Multi-signature transactions (via BitGo)
Multi-signature wallets require two signatures to confirm a transaction. One instance would be stored on BitGo’s server, and another would be kept at the CoinMetro Backend. To compromise a multi-signature wallet, an attacker would have to compromise both BitGo’s and CoinMetro highly secure servers.
Bio-metric authorization (via Voiceit)
Demonstrating much lower Equal Error Rates than fingerprint, iris, or facial recognition, voice bio-metrics offers a highly secure access mechanism for user accounts. Voice bio-metrics relies on text-dependent passphrases, making it possible for users to simply adopt a new voiceprint phrase to re-secure their account in the unlikely event of a bio-metric data leak.
Cold Storage (via BitGo)
CoinMetro will handle cryptocurrency deposits by generating temporary “receive wallet” addresses. Behind the scenes, assets from these temporary wallets will move to “cold storage wallets” constantly. Cold storage wallets represent the most secure asset storage in the whole ecosystem, located on a physically secure, completely air-gapped device.
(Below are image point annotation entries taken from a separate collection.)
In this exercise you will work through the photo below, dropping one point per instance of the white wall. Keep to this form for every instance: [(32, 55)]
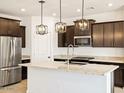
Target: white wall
[(26, 21), (108, 16), (41, 44)]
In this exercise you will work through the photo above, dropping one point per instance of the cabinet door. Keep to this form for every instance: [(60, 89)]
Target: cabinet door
[(119, 34), (97, 35), (13, 28), (119, 77), (70, 35), (108, 35), (22, 31), (3, 27)]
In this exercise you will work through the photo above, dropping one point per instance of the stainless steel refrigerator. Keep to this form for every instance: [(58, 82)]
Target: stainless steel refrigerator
[(10, 57)]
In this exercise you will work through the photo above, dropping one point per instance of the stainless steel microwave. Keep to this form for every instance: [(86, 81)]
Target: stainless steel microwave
[(82, 41)]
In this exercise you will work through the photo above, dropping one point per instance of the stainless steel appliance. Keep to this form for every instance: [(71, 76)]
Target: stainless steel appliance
[(83, 41), (10, 57)]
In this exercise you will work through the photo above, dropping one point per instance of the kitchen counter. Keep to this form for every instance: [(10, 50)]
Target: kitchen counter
[(118, 60), (55, 77), (89, 69)]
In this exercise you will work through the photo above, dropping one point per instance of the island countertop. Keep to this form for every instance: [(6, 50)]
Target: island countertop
[(88, 69), (116, 60)]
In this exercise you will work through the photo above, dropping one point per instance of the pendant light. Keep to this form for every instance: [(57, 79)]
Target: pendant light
[(42, 29), (82, 24), (60, 27)]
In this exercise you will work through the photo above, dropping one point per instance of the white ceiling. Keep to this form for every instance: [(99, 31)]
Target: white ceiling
[(69, 7)]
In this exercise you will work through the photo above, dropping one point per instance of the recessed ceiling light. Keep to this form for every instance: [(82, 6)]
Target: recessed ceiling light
[(23, 10), (110, 4), (78, 10), (54, 14)]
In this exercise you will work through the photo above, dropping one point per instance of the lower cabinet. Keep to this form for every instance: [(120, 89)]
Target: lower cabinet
[(24, 69)]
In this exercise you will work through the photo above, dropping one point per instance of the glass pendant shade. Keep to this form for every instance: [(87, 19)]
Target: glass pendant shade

In the event that a bad actor were to compromise the platform, they would only have access to the small amount of coins stored in the temporary receive wallets at any given time.
NEM Enterprise Blockchain
A private NEM blockchain is used for storing sensitive information, ensuring data immutability. Even in the event of a compromised database, a full NEM backup will exist containing a 100% in-tact blockchain record of all pertinent data and user verification statuses.
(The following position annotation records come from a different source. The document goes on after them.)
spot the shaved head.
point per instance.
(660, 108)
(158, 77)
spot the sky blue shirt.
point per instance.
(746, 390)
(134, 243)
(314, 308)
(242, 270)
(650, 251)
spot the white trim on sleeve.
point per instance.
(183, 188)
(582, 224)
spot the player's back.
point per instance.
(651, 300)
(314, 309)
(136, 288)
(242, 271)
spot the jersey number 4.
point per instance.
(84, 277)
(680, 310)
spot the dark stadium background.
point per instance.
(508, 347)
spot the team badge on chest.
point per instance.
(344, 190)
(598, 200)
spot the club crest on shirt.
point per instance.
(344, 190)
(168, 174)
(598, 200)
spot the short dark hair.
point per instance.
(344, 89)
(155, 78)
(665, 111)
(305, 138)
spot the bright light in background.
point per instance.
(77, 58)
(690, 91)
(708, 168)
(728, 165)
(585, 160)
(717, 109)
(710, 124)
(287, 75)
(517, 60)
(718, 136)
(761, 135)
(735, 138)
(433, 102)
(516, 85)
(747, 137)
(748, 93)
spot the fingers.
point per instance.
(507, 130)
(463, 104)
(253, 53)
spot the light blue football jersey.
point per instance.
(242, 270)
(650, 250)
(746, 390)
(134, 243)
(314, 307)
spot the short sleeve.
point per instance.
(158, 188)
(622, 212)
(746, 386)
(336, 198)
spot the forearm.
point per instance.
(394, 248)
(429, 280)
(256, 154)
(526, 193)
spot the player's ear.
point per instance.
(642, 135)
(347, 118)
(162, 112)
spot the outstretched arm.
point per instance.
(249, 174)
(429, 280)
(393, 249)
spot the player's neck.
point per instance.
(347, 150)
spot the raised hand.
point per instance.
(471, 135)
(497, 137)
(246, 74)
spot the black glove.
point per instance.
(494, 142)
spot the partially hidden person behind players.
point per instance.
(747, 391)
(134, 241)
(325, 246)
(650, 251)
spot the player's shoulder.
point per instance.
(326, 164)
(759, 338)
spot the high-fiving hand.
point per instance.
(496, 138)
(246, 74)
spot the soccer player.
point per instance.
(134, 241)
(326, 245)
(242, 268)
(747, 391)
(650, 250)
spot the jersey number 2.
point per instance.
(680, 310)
In addition to utilizing a PCI (payment card industry) compliant server, CoinMetro will employ partitions to avoid data centralization. To ensure that our security protocols continue to be consistent with industry standards, CoinMetro intends to perform third-party security audits on a regular basis.
IP Address verification.
Account access will require IP verification, is an email sent to your register email, confirming you are the one logging in. You can easily deactivate this step from your profile security steps.